Integrated circuitry can be fabricated to have many functions, and may include many different electronic devices such as capacitors, transistors, resistors, diodes, etc. One type of transistor is a field effect transistor that has its gate construction received wholly or partially within a trench formed in semiconductor material of the active area regions. A gate insulator separates the conductive gate from the semiconductor material. A pair of source/drain regions is formed within semiconductor material elevationally higher than the conductive gate material. Application of suitable voltage to the conductive gate material within the trench enables current to flow through the semiconductor material between the source/drain regions along the trench sidewalls and around the base of the trench.
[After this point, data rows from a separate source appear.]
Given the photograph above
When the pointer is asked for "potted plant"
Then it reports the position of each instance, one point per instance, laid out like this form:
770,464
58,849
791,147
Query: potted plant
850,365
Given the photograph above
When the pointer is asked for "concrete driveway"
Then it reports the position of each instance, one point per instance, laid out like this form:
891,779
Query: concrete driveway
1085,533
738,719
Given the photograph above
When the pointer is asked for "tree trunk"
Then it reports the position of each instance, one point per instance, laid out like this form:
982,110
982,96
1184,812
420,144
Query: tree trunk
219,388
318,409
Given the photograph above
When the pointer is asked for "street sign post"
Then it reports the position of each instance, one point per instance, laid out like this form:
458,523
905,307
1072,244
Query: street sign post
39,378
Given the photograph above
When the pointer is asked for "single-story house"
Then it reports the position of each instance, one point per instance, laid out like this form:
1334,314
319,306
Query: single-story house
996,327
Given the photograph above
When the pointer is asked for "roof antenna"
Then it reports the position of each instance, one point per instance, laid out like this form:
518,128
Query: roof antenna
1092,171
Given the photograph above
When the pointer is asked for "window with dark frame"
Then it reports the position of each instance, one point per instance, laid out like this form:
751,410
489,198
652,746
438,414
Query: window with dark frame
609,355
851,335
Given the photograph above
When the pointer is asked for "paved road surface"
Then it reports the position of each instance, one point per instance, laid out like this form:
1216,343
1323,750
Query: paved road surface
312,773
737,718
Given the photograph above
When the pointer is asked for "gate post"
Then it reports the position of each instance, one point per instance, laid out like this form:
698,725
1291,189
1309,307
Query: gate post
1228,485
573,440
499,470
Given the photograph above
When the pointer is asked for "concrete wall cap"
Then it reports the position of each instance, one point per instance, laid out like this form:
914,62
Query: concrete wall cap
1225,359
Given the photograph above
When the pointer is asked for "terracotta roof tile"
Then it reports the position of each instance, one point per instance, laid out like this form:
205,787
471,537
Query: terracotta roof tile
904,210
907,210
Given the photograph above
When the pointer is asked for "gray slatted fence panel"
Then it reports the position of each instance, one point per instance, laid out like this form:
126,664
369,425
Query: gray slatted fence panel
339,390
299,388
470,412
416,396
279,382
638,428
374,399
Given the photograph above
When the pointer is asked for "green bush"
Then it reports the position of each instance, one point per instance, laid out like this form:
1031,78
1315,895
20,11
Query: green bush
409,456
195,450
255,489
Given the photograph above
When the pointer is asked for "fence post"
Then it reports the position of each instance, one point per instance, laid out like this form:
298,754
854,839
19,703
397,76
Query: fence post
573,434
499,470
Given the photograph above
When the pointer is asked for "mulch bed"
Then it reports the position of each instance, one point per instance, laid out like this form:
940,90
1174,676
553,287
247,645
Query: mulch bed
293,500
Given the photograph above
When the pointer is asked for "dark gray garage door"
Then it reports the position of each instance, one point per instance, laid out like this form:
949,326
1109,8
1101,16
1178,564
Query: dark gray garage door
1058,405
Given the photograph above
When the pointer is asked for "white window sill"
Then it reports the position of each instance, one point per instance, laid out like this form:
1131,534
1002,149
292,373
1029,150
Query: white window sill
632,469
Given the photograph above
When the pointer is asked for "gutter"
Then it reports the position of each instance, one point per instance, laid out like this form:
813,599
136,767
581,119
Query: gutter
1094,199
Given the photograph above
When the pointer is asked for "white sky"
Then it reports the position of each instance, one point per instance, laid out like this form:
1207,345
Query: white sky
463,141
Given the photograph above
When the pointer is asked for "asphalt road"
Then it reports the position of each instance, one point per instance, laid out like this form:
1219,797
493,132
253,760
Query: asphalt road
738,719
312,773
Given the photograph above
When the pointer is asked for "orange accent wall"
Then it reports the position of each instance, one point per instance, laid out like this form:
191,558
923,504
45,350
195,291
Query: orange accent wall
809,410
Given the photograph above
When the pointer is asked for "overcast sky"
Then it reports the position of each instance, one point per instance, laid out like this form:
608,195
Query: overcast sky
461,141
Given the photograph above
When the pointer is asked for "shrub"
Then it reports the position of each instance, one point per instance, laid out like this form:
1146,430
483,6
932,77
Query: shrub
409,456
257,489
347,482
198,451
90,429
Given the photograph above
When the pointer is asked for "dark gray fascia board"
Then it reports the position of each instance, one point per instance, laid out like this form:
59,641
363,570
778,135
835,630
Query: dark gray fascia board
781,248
The gates of buried transistors in some circuit constructions transversally cross some active area regions and extend between other immediately end-to-end adjacent active area regions.
A continuing goal in integrated circuitry fabrication is to form smaller individual components and to maximize circuit density by placing those components closer together. Accordingly, the trenches within which buried transistor gate lines are received are becoming narrower as are the lateral thicknesses of the gate insulator and conductive gate material within those trenches. Multiple different composition conductive materials are commonly used for the transistor gates to facilitate deposition, serve as diffusion barriers, and/or impart desired work-function. These different composition conductive materials typically have different respective electrical conductivity/resistivity. It is desirable to maximize volume of the higher conductive material(s) versus the lower conductive material(s) to maximize conductivity of the buried transistor gate lines, particularly as the overall volume of all conductive material of such gate lines decreases.